# Recommended Scarifier



## Taxboy (Aug 23, 2006)

Having just about killed myself using a hand rake...... and that was only part of the lawn. Can anyone recommend an electric scarifier for about £100 please.

My online search suggested the Titan from Screwfix was the go to model but it appears they no longer sell it. B&Q do a Mac Allister which seems OK from the reviews other than you can't appear to get replacement tines / spares

So any suggestions please. I don't mind hiking the budget a bit but don't want to go mad for something that will only get used twice a year 

Sent from my SM-T800 using Tapatalk


----------



## bigalc (Aug 7, 2014)

https://www.homebase.co.uk/qualcast-1300w-electric-scarifier-and-raker_p314230

This is what I use and recommend from homebase and only £69


----------



## percymon (Jun 27, 2007)

The Titan was a clone , lots of other ones about which are 95% the same - all had the same small collection bag , but slightly different motor ratings.

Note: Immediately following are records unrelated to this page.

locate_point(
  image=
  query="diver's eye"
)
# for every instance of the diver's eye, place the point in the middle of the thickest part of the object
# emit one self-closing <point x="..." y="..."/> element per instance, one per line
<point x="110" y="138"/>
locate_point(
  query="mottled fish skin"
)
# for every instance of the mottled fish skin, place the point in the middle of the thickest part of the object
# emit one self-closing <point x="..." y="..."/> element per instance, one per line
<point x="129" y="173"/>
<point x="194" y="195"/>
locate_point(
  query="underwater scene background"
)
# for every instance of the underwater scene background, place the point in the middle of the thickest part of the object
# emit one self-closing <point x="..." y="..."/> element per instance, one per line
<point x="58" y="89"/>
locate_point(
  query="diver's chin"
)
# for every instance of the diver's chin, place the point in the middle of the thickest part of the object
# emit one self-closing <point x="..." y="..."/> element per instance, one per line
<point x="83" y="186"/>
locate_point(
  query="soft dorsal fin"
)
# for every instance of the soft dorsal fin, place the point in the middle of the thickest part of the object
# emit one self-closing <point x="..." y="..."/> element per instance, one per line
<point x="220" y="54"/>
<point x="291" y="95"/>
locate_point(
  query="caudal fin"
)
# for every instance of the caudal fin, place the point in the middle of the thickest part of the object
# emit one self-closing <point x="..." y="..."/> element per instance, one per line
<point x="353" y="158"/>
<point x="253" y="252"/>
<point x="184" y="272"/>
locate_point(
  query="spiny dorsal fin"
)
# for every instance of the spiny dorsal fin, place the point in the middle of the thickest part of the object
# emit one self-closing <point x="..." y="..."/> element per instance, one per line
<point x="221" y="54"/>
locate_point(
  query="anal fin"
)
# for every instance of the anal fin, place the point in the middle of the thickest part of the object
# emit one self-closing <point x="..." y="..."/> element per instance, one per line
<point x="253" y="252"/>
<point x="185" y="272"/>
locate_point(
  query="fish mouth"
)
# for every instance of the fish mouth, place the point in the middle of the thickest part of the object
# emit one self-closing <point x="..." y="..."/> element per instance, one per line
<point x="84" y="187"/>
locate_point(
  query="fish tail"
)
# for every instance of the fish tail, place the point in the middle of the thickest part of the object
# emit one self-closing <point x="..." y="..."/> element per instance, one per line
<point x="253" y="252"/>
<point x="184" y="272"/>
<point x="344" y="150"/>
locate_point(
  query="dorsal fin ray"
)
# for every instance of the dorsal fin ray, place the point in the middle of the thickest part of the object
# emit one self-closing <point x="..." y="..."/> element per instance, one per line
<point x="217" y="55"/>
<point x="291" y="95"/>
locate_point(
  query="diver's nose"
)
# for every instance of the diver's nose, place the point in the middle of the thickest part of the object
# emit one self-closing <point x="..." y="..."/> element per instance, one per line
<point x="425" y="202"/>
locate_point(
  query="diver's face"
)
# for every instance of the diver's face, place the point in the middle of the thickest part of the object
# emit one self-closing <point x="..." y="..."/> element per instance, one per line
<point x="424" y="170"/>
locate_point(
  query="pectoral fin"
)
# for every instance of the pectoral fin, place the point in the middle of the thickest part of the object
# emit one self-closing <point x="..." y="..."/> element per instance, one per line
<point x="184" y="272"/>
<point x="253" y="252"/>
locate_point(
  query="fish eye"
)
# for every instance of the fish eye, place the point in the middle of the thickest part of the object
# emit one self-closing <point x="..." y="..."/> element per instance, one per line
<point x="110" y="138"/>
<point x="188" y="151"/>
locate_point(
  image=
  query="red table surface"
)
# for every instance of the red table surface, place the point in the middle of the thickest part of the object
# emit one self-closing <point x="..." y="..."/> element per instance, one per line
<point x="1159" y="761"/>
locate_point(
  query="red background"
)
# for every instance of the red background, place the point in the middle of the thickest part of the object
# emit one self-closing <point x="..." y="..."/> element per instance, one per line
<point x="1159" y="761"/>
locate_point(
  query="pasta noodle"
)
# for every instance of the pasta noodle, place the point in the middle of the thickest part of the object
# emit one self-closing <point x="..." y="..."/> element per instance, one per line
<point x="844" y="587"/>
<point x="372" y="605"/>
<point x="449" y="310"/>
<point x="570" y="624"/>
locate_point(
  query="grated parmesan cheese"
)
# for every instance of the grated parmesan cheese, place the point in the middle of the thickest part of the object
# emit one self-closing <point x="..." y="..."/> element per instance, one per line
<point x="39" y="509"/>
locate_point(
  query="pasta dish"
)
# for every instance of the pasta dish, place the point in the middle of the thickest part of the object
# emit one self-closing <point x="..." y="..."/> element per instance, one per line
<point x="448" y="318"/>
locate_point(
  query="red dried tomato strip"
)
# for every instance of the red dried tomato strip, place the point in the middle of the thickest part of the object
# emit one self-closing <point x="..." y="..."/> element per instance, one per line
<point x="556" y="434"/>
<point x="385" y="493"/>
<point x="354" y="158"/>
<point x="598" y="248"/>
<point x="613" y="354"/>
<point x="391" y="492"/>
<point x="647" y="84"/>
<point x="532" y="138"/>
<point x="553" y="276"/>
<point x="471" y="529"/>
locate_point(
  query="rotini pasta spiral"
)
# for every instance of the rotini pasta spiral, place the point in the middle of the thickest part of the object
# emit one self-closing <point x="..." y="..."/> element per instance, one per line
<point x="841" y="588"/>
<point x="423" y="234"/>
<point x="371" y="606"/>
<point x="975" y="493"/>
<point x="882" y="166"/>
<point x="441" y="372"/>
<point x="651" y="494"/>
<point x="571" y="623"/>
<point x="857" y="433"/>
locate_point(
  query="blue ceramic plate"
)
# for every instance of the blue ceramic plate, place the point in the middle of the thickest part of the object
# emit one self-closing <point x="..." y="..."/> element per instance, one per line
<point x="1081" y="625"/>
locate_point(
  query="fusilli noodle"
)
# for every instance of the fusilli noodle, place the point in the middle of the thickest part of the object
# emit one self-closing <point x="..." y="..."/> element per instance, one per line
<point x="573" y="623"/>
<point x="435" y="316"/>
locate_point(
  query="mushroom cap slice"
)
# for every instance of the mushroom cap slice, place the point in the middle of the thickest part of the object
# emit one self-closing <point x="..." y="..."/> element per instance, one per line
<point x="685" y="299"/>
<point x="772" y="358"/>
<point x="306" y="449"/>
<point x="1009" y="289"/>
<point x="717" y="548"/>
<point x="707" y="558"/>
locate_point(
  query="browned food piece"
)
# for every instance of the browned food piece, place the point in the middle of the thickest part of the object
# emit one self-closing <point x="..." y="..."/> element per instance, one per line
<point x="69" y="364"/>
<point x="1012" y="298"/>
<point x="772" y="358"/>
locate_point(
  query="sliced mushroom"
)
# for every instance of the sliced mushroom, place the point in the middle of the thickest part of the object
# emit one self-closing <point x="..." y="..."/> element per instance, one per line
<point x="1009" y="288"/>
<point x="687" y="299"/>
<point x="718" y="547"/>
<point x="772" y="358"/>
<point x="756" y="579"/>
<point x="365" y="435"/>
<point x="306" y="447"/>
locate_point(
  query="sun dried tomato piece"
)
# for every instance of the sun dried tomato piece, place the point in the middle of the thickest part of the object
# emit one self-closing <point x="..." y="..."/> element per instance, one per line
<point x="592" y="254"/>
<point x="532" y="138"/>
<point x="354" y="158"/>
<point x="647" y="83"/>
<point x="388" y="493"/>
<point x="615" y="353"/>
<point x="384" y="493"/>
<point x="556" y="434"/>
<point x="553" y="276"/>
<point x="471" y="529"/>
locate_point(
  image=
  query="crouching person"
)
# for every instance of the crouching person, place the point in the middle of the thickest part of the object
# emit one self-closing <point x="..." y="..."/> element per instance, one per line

I think one brand was Cobra, still available from gardenlines, as well as one called Handy which looks very similar


----------



## 91davidw (May 6, 2006)

I have the Mac Allister scarifier 1800 and it's been great, have the lawn mower to and was able to get a new blade for it, so you can get spares. 

Cheers 
David


----------



## pxr5 (Feb 13, 2012)

I've got the MacAllister from B&Q too. Really good and powerful. Like all scarifiers, the bag is a waste of time though as it fills in seconds. If you get one, be careful with the height settings. I set mine at the highest (1 iirc) and it basically ploughed my lawn. I then set it to transit mode and lowered it until raking just enough to pull out the moss and rubbish.


----------



## Taxboy (Aug 23, 2006)

Thanks for all the recommendations much appreciated. I'll try and get sorted this weekend. For all the lawn experts out there just to confirm this is what I need to do to get maximum benefit ?

1. Cut lawn and dig out any perennial weeds
2. Scarifying
3. Seed the lawn
4. Apply autumn fertiliser. Can 3 and 4 be done consecutively or do I need to wait for the seed to take



Sent from my SM-T800 using Tapatalk


----------



## stealthwolf (Sep 24, 2008)

Yup you can seed and feed at the same time. I would add in moss killer between scarifying and seeding (and leave 3-4 days before seeding).


----------